The duty to warn is dependent upon superior knowledge and arises when one may reasonably foresee danger of injury or damage to one less knowledgeable unless forewarned of the danger. Lakatosh v. Diamond Alkali Company, 208 N.W.2d 910, 913 (Iowa 1973). To prevail on the allegation that Fischer breached its common-law duty to warn, Krueger needed to prove that Fischer had knowledge of the dangerous condition created by the spill. The trial court therefore needed to instruct the jury as to how Fischer could obtain that knowledge. Although instruction 6 correctly stated the law regarding vicarious liability, *226 it failed to explain adequately that knowledge gained by an employee in the scope of his duties is imputed to his employer. The trial court should have provided the jury additional guidance on this point. See Porter v. Iowa Power & Light Co., 217 N.W.2d 221, 236 (Iowa 1974); Elkader Cooperative Co. v. Matt, 204 N.W.2d 873, 876 (Iowa 1973); Sanford v. Nesbit, 234 Iowa 14, 18, 11 N.W.2d 695, 697 (1943).
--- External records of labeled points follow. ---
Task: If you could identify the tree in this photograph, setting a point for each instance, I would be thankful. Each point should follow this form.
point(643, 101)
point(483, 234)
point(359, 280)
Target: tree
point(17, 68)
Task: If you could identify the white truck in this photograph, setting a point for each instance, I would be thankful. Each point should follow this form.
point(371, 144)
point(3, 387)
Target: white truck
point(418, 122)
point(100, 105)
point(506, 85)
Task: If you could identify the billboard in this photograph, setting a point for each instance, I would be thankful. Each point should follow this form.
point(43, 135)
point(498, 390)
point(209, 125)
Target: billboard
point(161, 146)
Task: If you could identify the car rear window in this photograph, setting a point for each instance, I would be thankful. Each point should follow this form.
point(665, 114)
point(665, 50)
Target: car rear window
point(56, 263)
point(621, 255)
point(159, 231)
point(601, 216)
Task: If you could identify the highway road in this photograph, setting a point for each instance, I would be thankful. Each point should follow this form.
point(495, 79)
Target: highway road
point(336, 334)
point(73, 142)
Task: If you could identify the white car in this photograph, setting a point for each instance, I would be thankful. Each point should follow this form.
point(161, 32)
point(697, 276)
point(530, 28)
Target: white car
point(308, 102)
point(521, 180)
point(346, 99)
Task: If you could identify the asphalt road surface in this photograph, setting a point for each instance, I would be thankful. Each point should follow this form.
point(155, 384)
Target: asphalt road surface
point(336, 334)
We visualize two situations on retrial in which Fischer could be charged with the knowledge necessary to trigger the duty to warn, assuming the introduction of the necessary substantial evidence. On this specification of negligence based on warning, we are dealing with common-law negligencethe duty of the ordinarily prudent personnot the statutory negligence in the first two negligence specifications. Under this specification, if Noel knew or in the exercise of reasonable care should have known that the substance released from the tire was hazardous to other persons using the street, if he had reasonable opportunity before the accident to give warning, and if in the exercise of reasonable care he should have given warning and failed to do so, then the jury could find Fischer breached its duty to warn on the basis of what Noel knew or in the exercise of reasonable care should have known. In addition, Timmerman learned of the spill. If Timmerman knew or in the exercise of reasonable care should have known that the substance was hazardous to other persons using the street, if he had reasonable opportunity before the accident to give warning, and if in the exercise of reasonable care he should have given warning and failed to do so, then the jury could find Fischer breached its duty to warn on the basis of what Timmerman knew or in the exercise of reasonable care should have known.
We return the case to district court for retrial.